What are the results of those reductions? We heard them not so long ago in Ottawa where there were major hospital closures. We heard them as well in Toronto where there were major hospital closures. A couple of weeks ago Alberta confirmed that the General Hospital would be closed for good. There are hospital closures in the maritimes. There are hospital closures in Saskatchewan and Manitoba. In Quebec there are hospital closures. Il y a la fermeture des hôpitaux là également.
Waiting lines are on the rise for urgent, non-elective care. We are falling behind in technology. We have 1.1 MRI machines in Canada for 100,000 people and in Germany they have 3.4.
Here is what Canada's nurses say about the budget as it relates to health care. This is not partisan, political stuff, this is from Canada's nurses: "In the 1997 budget the federal government has thrown away a valuable opportunity to demonstrate its supposed support for Canada's publicly funded health care system. Federal cash transfers for health will now decline until the next century, despite the fact that the finance minister's target of spending no more than 9 per cent of GDP on health has been reached. The federal government has stated that it unequivocally supports a publicly funded health care system, but is failing to provide the funds to genuinely support this system".
Canada's nurses are not politicians. They are the people who deliver the services. That is what they think of this budget.

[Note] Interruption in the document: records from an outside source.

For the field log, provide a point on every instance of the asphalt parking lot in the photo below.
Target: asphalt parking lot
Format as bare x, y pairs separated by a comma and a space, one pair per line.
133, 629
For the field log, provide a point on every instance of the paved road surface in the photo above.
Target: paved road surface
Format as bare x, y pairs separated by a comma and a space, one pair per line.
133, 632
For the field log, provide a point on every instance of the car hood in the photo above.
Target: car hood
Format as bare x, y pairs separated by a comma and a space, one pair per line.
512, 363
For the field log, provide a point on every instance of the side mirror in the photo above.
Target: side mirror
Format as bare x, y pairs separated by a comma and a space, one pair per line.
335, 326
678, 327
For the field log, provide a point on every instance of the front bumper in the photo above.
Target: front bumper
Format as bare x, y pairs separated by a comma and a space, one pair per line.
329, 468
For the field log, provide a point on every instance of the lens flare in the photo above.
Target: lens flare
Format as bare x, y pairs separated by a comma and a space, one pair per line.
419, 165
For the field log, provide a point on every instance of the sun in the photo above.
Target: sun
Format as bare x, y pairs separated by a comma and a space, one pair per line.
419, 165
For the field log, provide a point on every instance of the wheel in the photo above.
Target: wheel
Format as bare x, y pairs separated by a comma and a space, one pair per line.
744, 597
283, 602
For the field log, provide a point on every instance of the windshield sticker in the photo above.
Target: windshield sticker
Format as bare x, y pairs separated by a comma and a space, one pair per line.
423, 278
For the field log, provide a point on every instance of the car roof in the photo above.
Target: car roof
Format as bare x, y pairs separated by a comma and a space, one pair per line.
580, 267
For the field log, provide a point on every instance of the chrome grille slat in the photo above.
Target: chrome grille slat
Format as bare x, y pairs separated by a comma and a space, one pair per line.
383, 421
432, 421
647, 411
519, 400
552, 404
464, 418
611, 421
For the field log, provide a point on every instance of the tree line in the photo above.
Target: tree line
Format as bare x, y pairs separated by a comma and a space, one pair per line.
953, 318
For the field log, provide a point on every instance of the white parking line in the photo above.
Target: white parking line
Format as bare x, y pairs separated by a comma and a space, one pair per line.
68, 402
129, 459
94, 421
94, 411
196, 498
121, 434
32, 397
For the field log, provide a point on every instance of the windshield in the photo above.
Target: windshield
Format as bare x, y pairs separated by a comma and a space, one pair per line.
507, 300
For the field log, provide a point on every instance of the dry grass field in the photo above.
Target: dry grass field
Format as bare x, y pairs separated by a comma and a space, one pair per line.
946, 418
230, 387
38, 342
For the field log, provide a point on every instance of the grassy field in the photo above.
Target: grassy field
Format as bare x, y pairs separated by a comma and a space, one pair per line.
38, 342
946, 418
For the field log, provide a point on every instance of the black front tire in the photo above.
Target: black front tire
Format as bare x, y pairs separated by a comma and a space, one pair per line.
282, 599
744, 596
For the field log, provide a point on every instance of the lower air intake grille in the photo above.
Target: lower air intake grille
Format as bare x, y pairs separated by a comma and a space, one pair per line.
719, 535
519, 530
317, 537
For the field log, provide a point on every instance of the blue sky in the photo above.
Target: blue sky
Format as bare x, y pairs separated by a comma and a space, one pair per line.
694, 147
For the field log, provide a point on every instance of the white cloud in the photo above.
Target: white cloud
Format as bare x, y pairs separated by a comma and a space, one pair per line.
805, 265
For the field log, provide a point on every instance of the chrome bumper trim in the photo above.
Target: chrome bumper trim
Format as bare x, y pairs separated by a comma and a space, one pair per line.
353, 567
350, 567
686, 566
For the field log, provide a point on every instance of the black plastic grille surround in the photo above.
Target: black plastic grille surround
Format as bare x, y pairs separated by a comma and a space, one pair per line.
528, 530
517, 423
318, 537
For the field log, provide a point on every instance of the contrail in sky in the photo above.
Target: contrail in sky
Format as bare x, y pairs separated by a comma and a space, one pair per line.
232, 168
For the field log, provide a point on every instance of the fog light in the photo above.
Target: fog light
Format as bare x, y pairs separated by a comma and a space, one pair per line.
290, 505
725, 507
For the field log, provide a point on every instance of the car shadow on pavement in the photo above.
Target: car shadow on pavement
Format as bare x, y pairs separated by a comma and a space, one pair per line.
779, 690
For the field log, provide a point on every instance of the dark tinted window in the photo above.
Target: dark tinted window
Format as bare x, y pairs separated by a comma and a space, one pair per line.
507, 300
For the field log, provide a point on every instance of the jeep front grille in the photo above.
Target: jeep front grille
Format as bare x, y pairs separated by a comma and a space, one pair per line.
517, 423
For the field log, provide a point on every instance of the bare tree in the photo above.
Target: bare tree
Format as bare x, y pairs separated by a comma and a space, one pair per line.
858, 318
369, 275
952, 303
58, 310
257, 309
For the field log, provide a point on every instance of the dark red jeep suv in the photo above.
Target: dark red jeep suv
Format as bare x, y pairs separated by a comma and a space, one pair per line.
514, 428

It is always easy to criticize. I do not believe in criticizing without presenting solutions that are different. What would Reform do differently during the same three year period when we are going to have $3.9 billion taken away and $300 million given back?
Reform would reduce the deficit to zero by changing both the size and the function of the federal government. It would reduce grants and subsidies to business. It would take selected crown corporations off the public purse completely. It would reduce international aid while Canada is broke. It would rip up the MP pension plan which is grossly unfair. Reform would do all this to pump $4 billion per year back into medicare and secondary education. It would do that to repair the Liberal damage and the damage of those cuts.
The results will have Canadian nurses smiling again.
The national forum on health would have its $12.5 billion cash floor. Most important, the patients who are today waiting in lines with inferior equipment and in pain would be treated sooner. There is actually choice on the scene today when it relates to medicare in Canada. It is an alternative to the old view of the Tories, the Liberals, the NDP, of big government, big programs, big spending and big taxes. It is called the fresh start.
I will give a couple of examples of wasteful spending specific to health care because they lie in the riding of the Minister of Health. Here are some examples that Reform would get rid of: $122,654 for golf carts in the health minister's riding paid for by the taxpayers of Canada thanks to you know who; $33,000 to the Cape Breton Yacht Club. Yachters need that money according to the Minister of Health. What did Nova Scotians ask for instead? They asked for the emergency department at the Windsor hospital to be left open. They asked that the Wolfville hospital not have to charge patients for bandages, syringes and painkillers, which is what is happening today.
To my colleagues across the way when they cheerlead about this budget and the results that they have seen, I ask them to remember Zachary, the little boy who has gone from $16,400 indebtedness to the federal government to just below $22,000 in the course of this Parliament's sitting. They are happy with that performance. I am not. I look forward to meeting with them on the platform to specifically ask them to look into Zachary's eyes. If I were in their place I could not.